Private equity (PE) has come to health care. With it: layoffs, cuts, and new pressures for providers, higher prices for payers, and questions from patients about quality and excessive care. PE firms, driven solely by a profit motive, take over health care entities, “lean” them down, load them with debt, and hope to extract a profit for their investors when they sell the hospital, physician group, or nursing home. Their entry into health care has been stealthy but dramatic: upwards of a third of all for-profit hospitals in the United States, and 40 percent of America’s emergency rooms, are now run by a PE company—demonstrating the complete financialization of American health care.
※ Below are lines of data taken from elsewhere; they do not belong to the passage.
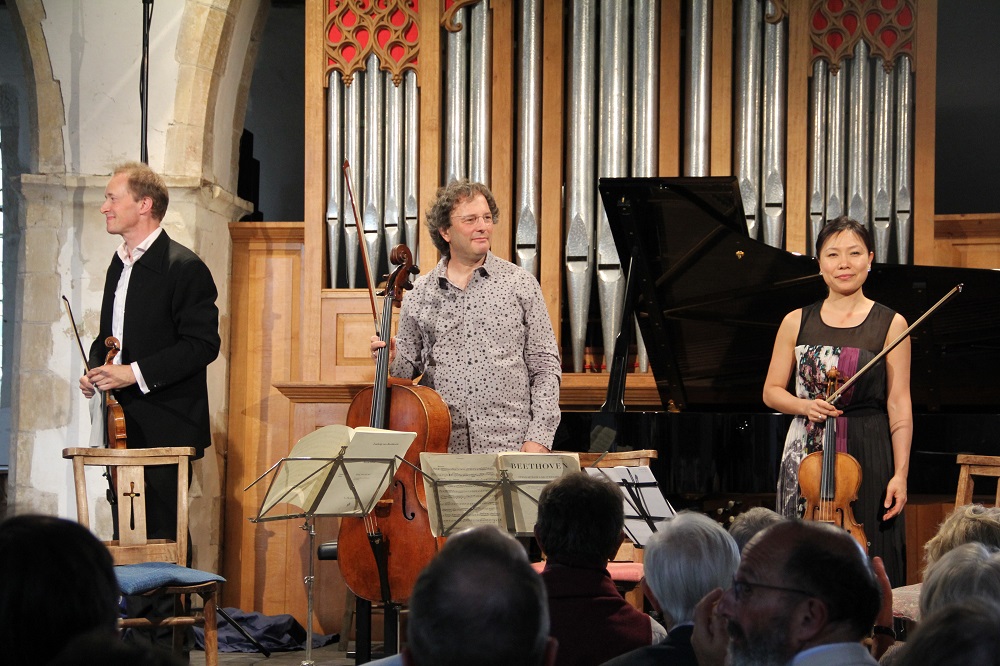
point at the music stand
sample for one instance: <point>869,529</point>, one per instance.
<point>645,505</point>
<point>347,484</point>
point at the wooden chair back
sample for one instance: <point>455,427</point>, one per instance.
<point>971,466</point>
<point>133,546</point>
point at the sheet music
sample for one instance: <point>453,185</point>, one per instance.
<point>306,472</point>
<point>465,490</point>
<point>644,503</point>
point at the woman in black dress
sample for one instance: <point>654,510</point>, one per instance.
<point>875,421</point>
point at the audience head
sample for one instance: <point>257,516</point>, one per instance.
<point>958,634</point>
<point>966,524</point>
<point>969,570</point>
<point>56,575</point>
<point>799,585</point>
<point>479,602</point>
<point>689,556</point>
<point>751,521</point>
<point>580,520</point>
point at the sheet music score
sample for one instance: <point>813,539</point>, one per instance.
<point>645,505</point>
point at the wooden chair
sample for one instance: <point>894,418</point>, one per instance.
<point>971,466</point>
<point>151,566</point>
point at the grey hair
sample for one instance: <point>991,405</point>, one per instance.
<point>751,521</point>
<point>969,570</point>
<point>968,523</point>
<point>439,214</point>
<point>689,556</point>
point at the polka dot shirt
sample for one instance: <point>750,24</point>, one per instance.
<point>489,350</point>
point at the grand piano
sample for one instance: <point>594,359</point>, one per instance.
<point>709,300</point>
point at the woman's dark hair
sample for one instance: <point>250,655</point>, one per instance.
<point>839,224</point>
<point>58,582</point>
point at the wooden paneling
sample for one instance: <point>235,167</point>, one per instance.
<point>265,563</point>
<point>970,241</point>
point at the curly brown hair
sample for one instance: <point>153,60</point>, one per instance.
<point>447,197</point>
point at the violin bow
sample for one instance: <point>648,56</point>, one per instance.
<point>892,345</point>
<point>361,242</point>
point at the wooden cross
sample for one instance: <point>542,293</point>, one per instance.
<point>131,494</point>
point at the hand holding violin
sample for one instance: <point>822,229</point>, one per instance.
<point>819,410</point>
<point>107,377</point>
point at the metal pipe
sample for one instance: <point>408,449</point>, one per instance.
<point>392,215</point>
<point>882,153</point>
<point>836,130</point>
<point>817,151</point>
<point>334,179</point>
<point>746,155</point>
<point>352,153</point>
<point>528,165</point>
<point>697,128</point>
<point>411,138</point>
<point>580,172</point>
<point>374,167</point>
<point>480,87</point>
<point>645,109</point>
<point>904,158</point>
<point>456,119</point>
<point>613,146</point>
<point>859,136</point>
<point>774,131</point>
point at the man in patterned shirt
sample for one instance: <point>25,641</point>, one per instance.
<point>475,328</point>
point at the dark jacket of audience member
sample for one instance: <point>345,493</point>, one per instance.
<point>966,633</point>
<point>579,529</point>
<point>58,582</point>
<point>689,556</point>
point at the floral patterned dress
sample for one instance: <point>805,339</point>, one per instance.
<point>862,431</point>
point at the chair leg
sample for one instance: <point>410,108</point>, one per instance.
<point>347,621</point>
<point>177,631</point>
<point>211,628</point>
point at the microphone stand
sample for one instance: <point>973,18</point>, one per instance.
<point>147,19</point>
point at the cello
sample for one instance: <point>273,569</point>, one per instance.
<point>381,554</point>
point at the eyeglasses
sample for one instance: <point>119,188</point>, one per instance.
<point>469,220</point>
<point>743,590</point>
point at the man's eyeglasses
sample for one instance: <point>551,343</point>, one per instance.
<point>469,220</point>
<point>743,590</point>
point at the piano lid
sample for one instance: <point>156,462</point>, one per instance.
<point>710,300</point>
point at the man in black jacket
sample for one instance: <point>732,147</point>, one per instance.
<point>159,301</point>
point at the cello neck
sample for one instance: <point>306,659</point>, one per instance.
<point>380,389</point>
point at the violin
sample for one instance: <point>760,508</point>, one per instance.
<point>829,480</point>
<point>829,483</point>
<point>114,415</point>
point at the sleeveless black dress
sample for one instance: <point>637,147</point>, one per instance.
<point>862,431</point>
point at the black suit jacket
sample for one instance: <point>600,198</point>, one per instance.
<point>171,330</point>
<point>674,650</point>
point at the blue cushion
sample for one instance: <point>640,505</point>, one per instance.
<point>139,578</point>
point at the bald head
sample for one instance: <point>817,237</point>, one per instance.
<point>825,561</point>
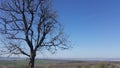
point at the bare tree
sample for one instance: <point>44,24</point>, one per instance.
<point>29,26</point>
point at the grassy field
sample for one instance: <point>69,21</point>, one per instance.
<point>59,64</point>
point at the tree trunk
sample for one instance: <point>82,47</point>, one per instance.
<point>32,60</point>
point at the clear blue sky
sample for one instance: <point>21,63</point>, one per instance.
<point>93,26</point>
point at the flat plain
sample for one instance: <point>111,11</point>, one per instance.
<point>59,64</point>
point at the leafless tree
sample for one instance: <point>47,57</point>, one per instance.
<point>29,26</point>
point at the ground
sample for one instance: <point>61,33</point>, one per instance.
<point>60,64</point>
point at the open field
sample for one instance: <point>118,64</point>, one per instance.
<point>59,64</point>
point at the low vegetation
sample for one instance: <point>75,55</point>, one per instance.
<point>57,64</point>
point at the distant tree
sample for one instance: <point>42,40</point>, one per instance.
<point>30,26</point>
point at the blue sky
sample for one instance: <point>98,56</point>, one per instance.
<point>93,26</point>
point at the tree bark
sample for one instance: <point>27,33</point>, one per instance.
<point>32,60</point>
Policymakers, legal scholars, medical researchers, and even senators are engaged on how best to protect America’s health care system from the worst excesses of PE ownership: maybe through tightening corporate practice of medicine rules, deploying antitrust solutions, engaging the fraud and abuse statutes, or trying to ban the practice altogether. For sure, PE ownership puts pressures on the provision of care. And nowhere is that pressure more acute than on the provider—the actor who stands in the breach between the PE owners and patients, feeling the most intense effects of a conflict between producing profits and their duties to their patients.

This piece analyzes this new burden. It highlights the challenges posed by trying to solve the PE problem by using a legal regime that is constituted to insulate clinical decision-making from profit interests. But what to do when, like in PE ownership, those profit interests may control, own, and/or heavily pressure the decision-making of the providers?

The typical tools—the fraud and abuse statutes, and, specifically, the 160-year-old federal civil False Claims Act—face daunting challenges to their efficacy in this space. From the medical necessity determination, to its whistleblowing structure, to causation, application of fraud to PE needs a creative reimagining. This serves as a first important step toward recalibrating the fraud and abuse regime to prevent the worst excesses of PE ownership—and to adequately protect America’s providers, patients, and payers from the exploding intrusion of private profit interests into the sanctified space of health care.